Three products dominated in the UK-IR job postings. Website content and promotional/marketing material appeared more frequently in those postings (56% and 44%, respectively) than in either the US or the Indian postings (p<.0001). Additionally, social media writing was more prevalent in the UK-IR postings (40%)—and in those from India (33%)—than it was in the US postings (21%) (p<.0001). The substantial number of jobs in the UK-IR and India that mention social media writing—despite the fact that social media writing jobs comprise only 15% and 9% of the total jobs in those regions, respectively—demonstrates the rise in importance of social media communication across all kinds of technical communication jobs. It may also reflect the greater percentage of jobs in Advertising/Marketing/PR in those two regions, and the greater proportion of jobs with a content development focus, as compared to in the US.

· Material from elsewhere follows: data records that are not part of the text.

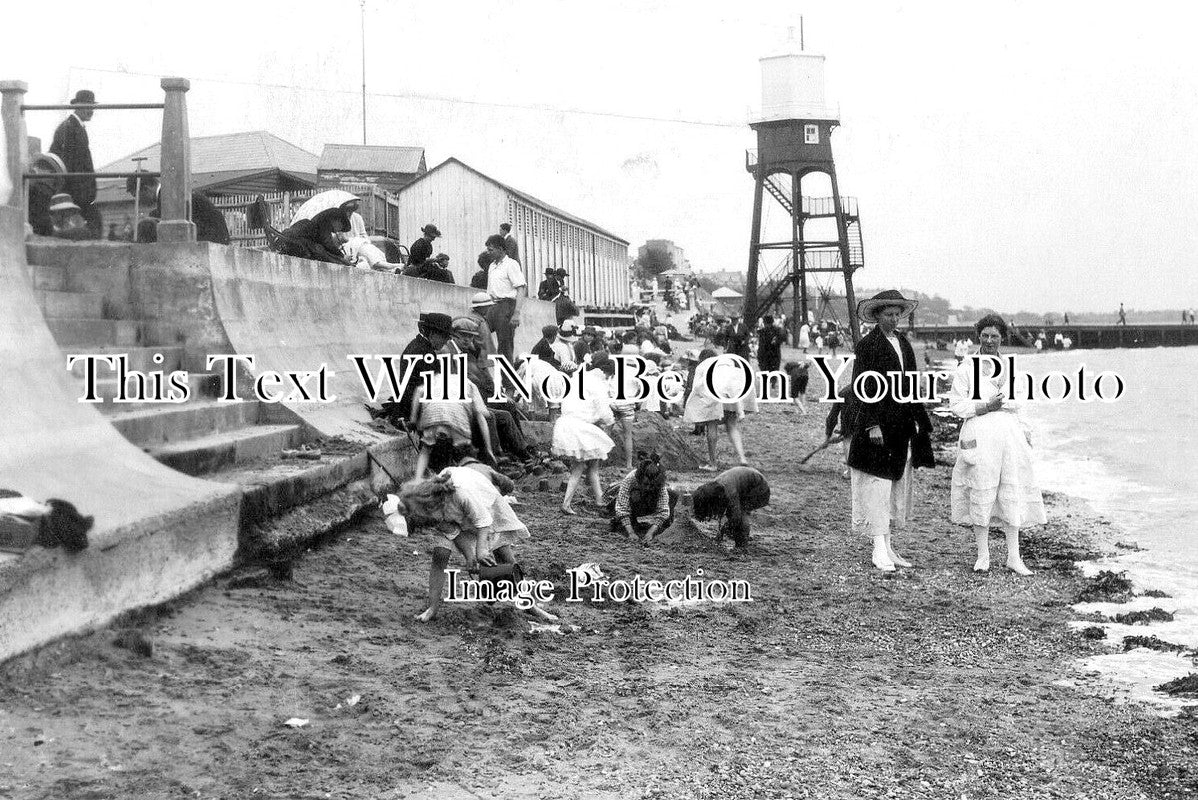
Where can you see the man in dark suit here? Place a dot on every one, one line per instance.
(72, 146)
(422, 248)
(882, 430)
(544, 347)
(434, 329)
(550, 288)
(509, 242)
(210, 224)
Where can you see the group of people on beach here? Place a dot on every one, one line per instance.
(992, 484)
(457, 449)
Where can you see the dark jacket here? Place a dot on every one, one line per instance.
(71, 145)
(419, 252)
(310, 238)
(769, 349)
(417, 346)
(745, 489)
(899, 420)
(434, 271)
(544, 351)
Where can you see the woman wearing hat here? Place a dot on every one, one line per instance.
(993, 483)
(576, 432)
(66, 219)
(879, 450)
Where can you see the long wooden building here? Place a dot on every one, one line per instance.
(467, 206)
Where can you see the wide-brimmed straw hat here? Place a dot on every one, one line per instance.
(867, 309)
(62, 202)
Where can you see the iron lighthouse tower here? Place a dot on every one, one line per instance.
(823, 241)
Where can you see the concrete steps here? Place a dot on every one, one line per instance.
(151, 426)
(83, 332)
(206, 454)
(143, 359)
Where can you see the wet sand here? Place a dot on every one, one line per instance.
(836, 682)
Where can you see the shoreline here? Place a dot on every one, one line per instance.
(836, 682)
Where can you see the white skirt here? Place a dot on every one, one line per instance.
(877, 502)
(580, 440)
(727, 379)
(993, 483)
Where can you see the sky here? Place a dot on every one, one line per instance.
(1023, 156)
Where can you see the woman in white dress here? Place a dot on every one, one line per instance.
(727, 377)
(576, 432)
(463, 510)
(993, 483)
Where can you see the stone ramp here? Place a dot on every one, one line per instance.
(53, 446)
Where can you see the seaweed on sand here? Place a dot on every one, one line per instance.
(1106, 586)
(1144, 617)
(1153, 643)
(1185, 686)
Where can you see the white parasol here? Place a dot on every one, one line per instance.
(322, 201)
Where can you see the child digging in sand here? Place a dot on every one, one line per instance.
(463, 510)
(642, 494)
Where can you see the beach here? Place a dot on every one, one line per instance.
(835, 682)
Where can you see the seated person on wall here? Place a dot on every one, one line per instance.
(66, 219)
(730, 498)
(210, 224)
(641, 494)
(439, 270)
(316, 238)
(41, 192)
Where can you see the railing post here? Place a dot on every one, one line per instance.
(12, 187)
(176, 165)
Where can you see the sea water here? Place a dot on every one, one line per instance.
(1136, 461)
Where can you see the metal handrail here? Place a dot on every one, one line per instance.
(102, 107)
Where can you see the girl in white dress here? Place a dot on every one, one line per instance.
(709, 410)
(463, 510)
(576, 432)
(993, 483)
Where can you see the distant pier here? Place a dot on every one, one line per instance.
(1094, 337)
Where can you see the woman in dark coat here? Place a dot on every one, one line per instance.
(882, 432)
(315, 238)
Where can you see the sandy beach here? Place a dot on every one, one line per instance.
(836, 682)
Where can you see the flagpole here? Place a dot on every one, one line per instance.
(363, 4)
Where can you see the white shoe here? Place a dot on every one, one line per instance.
(1018, 568)
(881, 557)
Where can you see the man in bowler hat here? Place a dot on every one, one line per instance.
(72, 146)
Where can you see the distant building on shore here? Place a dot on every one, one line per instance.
(250, 163)
(467, 206)
(388, 168)
(666, 247)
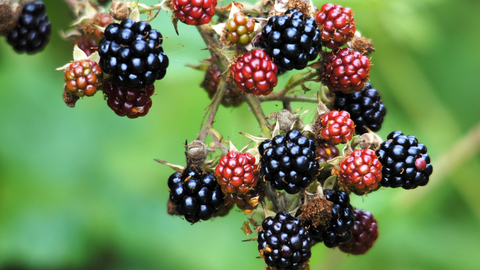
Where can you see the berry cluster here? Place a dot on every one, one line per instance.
(33, 29)
(284, 242)
(132, 53)
(365, 107)
(288, 162)
(364, 233)
(347, 70)
(255, 73)
(128, 101)
(339, 228)
(292, 40)
(82, 78)
(337, 127)
(294, 172)
(248, 202)
(240, 29)
(194, 12)
(195, 193)
(237, 172)
(337, 25)
(361, 172)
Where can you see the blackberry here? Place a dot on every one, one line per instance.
(339, 229)
(291, 40)
(346, 70)
(335, 127)
(360, 172)
(128, 101)
(365, 107)
(210, 84)
(132, 53)
(365, 233)
(405, 161)
(194, 12)
(33, 30)
(288, 161)
(284, 242)
(255, 73)
(195, 194)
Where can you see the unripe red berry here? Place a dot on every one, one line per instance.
(240, 29)
(361, 172)
(237, 172)
(337, 25)
(337, 127)
(194, 12)
(347, 70)
(82, 78)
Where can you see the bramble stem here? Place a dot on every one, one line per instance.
(257, 110)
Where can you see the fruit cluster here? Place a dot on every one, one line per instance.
(293, 183)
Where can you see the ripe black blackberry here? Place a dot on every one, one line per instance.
(33, 29)
(405, 161)
(288, 161)
(291, 40)
(339, 229)
(128, 101)
(365, 107)
(284, 242)
(195, 194)
(132, 53)
(365, 233)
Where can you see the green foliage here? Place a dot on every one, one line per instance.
(79, 188)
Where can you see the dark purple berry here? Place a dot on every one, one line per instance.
(284, 242)
(33, 29)
(288, 162)
(132, 53)
(195, 193)
(291, 40)
(405, 162)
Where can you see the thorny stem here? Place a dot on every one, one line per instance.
(252, 10)
(213, 45)
(276, 97)
(217, 99)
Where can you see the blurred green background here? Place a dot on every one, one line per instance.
(79, 188)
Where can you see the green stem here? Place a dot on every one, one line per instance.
(213, 45)
(279, 97)
(257, 110)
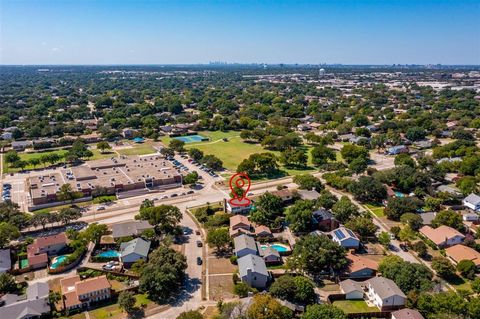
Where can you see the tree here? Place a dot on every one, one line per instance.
(404, 159)
(398, 206)
(344, 209)
(351, 152)
(443, 267)
(466, 268)
(363, 226)
(212, 162)
(448, 218)
(326, 199)
(191, 314)
(309, 182)
(415, 133)
(315, 254)
(218, 238)
(164, 273)
(421, 248)
(408, 276)
(358, 165)
(293, 157)
(12, 157)
(324, 311)
(384, 239)
(368, 189)
(299, 216)
(176, 145)
(126, 301)
(66, 193)
(95, 231)
(8, 232)
(7, 283)
(264, 306)
(195, 154)
(321, 154)
(165, 218)
(103, 146)
(414, 220)
(268, 208)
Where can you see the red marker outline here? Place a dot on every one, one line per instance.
(240, 182)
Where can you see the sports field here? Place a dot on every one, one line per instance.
(233, 150)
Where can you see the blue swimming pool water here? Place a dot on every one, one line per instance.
(109, 253)
(191, 138)
(57, 261)
(279, 248)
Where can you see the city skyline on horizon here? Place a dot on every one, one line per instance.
(244, 32)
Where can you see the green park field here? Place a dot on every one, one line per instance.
(234, 150)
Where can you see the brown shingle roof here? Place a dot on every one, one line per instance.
(460, 252)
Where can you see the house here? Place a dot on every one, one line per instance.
(361, 267)
(134, 250)
(399, 149)
(449, 189)
(129, 228)
(285, 194)
(345, 238)
(472, 201)
(34, 304)
(324, 220)
(270, 255)
(237, 209)
(352, 289)
(263, 231)
(458, 253)
(406, 313)
(5, 261)
(43, 247)
(240, 224)
(385, 294)
(245, 245)
(21, 145)
(253, 271)
(78, 294)
(442, 236)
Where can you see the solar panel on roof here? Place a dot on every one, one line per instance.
(339, 234)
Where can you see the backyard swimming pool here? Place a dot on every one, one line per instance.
(191, 138)
(109, 254)
(57, 261)
(277, 247)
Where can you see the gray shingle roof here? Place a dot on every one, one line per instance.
(385, 287)
(473, 199)
(253, 262)
(244, 241)
(137, 246)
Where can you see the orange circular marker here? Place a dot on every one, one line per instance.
(240, 182)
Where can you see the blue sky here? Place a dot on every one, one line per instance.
(269, 31)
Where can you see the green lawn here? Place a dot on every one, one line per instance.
(29, 156)
(138, 149)
(236, 150)
(354, 306)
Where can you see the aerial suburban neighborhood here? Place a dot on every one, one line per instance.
(249, 190)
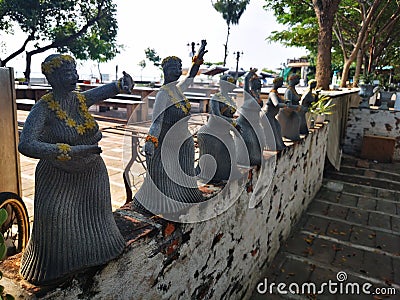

And finally, two products appeared more frequently in the job postings from India than in the postings from either the US or the UK-IR: white papers/articles (p<.0001) and newsletters (p<.01). These products coincide with the greater emphasis on written communication requested in Indian jobs (see Competencies, below). Website content was significantly more prevalent in the postings from India than those from the US (p<.01) but, as noted above, was less prevalent in the Indian postings than in the UK-IR postings (p<.0001).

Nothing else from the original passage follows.